En ese momento, la voz de Qin Tian llegó con una ligera sonrisa:
—No te preocupes, esto es solo el comienzo.
Antes de que las palabras cayeran, ¡arcos dorados de electricidad estallaron repentinamente en las enredaderas!
El Poder del Trueno Divino del Castigo Celestial se derramó en las enredaderas a través de las puntas de los dedos de Qin Tian, superponiendo instantáneamente las enredaderas verde oscuro con patrones dorados de trueno, la corriente crepitando y bailando entre las púas, con un olor a chamuscado extendiéndose por el aire.
La Enredadera Demonio Devora-Almas, imbuida con el poder del trueno, se transformó en furiosos látigos de trueno, azotando a Xia Shangji.
—¡Esto es malo! —Las pupilas de Xia Shangji se contrajeron bruscamente.
Las propiedades del rayo, como los atributos de luz, pueden contener la magia oscura. Mientras que el escudo puede resistir impactos físicos, no puede bloquear el daño penetrante del rayo.
Se apresuró a reunir más energía oscura para reforzar el escudo, pero en ese instante, el espacio circundante se solidificó repentinamente.
Confinamiento Espacial.
La luz plateada destelló en los ojos de Qin Tian, una presión intangible surgió de todas direcciones, haciendo que los movimientos de Xia Shangji se detuvieran crucialmente durante medio segundo.
Ese medio segundo fue fatal—un látigo de trueno, cortando el aire con un silbido agudo, golpeó el lado más vulnerable de su escudo.
—¡Clang!
El látigo de trueno golpeó el escudo, corrientes doradas extendiéndose como telarañas, la energía oscura en la superficie del escudo agitándose violentamente, casi dispersándose.
Xia Shangji gimió, no herido pero sacudido hasta el punto en que el qi y la sangre se agitaron en su interior.
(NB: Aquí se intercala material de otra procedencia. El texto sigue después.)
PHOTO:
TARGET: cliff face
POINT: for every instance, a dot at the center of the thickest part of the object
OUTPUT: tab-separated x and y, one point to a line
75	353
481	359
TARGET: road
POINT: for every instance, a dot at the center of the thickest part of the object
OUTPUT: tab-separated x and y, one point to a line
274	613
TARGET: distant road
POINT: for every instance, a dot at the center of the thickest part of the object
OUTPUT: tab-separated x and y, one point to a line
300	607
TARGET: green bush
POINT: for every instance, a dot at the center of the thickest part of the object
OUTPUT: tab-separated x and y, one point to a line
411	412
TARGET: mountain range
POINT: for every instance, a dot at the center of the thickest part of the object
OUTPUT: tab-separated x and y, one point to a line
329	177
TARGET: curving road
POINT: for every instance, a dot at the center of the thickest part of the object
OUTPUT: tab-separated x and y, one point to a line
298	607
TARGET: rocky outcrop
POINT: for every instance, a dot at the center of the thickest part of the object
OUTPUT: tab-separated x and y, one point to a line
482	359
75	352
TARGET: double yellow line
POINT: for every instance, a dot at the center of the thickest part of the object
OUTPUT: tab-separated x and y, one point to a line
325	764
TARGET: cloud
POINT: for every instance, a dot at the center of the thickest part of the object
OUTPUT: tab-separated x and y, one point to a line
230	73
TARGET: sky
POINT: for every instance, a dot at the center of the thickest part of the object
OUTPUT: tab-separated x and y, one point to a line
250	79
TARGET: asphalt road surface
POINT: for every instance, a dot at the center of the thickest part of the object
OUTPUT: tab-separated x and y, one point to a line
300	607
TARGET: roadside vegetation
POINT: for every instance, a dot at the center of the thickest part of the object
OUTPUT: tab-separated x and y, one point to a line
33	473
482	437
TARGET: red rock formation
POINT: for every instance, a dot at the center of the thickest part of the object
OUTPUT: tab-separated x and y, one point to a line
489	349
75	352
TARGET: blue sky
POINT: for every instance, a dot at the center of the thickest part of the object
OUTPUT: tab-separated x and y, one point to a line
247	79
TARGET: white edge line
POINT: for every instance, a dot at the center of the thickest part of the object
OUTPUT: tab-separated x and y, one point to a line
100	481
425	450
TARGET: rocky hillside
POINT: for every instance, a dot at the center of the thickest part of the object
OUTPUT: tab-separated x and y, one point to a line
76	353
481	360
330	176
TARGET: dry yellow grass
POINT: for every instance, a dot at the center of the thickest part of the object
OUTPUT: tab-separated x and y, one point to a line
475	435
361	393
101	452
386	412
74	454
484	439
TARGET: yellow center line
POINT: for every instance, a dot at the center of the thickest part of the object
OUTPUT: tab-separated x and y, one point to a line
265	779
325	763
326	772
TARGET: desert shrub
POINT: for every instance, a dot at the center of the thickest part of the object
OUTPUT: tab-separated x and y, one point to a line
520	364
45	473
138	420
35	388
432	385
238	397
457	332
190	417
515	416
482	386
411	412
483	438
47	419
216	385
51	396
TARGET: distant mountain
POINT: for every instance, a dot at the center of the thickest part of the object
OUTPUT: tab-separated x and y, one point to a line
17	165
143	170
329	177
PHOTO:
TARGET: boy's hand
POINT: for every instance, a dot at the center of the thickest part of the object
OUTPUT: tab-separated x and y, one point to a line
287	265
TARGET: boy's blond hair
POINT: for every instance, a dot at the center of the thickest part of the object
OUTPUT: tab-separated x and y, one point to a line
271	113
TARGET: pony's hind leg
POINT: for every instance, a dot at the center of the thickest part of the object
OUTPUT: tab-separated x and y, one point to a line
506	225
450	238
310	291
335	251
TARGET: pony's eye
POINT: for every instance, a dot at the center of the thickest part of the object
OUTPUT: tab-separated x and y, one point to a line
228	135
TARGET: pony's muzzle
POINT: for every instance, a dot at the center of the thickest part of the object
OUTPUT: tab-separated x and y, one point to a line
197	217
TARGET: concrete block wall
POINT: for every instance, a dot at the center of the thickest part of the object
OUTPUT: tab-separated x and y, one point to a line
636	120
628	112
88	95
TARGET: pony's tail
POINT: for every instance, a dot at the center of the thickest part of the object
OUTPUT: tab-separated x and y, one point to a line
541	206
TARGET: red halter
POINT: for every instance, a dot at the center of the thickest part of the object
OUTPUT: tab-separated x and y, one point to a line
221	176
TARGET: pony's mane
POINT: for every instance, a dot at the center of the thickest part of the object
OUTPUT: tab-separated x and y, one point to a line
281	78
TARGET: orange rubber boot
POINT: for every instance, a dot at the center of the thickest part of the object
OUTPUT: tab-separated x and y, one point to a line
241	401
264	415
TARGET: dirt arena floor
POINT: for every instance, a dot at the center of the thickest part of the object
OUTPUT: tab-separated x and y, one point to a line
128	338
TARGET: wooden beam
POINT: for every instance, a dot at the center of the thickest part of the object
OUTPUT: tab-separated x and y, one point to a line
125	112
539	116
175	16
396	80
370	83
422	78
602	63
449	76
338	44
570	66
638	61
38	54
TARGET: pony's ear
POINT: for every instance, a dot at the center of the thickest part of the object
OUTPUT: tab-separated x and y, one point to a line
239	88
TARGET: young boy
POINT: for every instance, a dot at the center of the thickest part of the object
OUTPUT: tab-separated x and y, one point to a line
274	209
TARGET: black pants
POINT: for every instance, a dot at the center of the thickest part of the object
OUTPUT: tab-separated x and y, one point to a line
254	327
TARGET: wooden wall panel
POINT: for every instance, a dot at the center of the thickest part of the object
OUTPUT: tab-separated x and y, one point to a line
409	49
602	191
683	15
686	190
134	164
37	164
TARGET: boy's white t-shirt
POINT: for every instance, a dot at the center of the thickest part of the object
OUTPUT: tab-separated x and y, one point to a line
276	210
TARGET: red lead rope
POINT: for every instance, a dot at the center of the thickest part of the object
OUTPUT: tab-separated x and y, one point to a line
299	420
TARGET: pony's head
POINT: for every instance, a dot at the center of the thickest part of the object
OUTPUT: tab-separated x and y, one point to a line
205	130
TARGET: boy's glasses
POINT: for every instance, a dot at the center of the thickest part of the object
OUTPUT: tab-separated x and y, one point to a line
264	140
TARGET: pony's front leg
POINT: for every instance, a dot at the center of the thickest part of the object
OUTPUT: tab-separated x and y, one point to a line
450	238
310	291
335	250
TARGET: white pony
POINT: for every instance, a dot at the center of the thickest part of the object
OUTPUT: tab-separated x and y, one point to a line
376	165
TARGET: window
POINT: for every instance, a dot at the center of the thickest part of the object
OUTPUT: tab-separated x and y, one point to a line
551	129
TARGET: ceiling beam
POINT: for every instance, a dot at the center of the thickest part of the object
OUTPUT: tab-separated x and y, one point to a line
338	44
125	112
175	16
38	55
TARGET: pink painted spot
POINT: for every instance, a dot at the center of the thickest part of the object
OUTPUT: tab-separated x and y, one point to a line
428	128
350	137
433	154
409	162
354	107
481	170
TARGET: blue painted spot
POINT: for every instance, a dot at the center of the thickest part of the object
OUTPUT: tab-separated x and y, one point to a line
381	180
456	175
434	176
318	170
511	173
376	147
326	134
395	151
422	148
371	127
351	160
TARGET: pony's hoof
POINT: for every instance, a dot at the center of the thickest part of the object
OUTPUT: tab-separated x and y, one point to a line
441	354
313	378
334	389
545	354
Viendo las enredaderas bailando entre los arcos de relámpagos, y observando los ojos de Qin Tian, tan calmos como pozos antiguos, un terror nunca antes sentido se apoderó de su corazón.
No temía ni a batallas feroces ni a heridas, pero temía esta misteriosa e incomprensible rareza.
Estas enredaderas, como gusanos pegados a huesos, el confinamiento espacial como grilletes invisibles, el rayo contrarrestando aún más su magia oscura. Comprendió que continuar batallando eventualmente lo llevaría a ser agotado por las enredaderas, drenando hasta la última onza de su poder espiritual.
—¡Retirada! —Xia Shangji apretó los dientes con ira, detonando la energía oscura restante, la niebla negra envolviendo la mina, usando la fuerza de la explosión para impulsar su rápida retirada.
Sin embargo, tal truco menor no pudo engañar a los ojos de Qin Tian. Mientras se preparaba para perseguir triunfalmente, pareció sentir algo, su rostro cambiando dramáticamente.
Crash
Un sonido crujiente resonó desde el techo sobre ellos, con innumerables piedras cayendo como gotas de lluvia, repiqueteando en el suelo.
Antes de que todos pudieran responder, escenas más aterradoras siguieron rápidamente: las paredes rocosas previamente sólidas comenzaron a agrietarse con fisuras similares a telarañas extendiéndose a velocidad visible, las grietas revelando un resplandor rojo escalofriante desde las profundidades, como si una bestia gigante abriera sus ojos en la oscuridad.
Un aura aterradora descendió con un impulso que sacudía la tierra.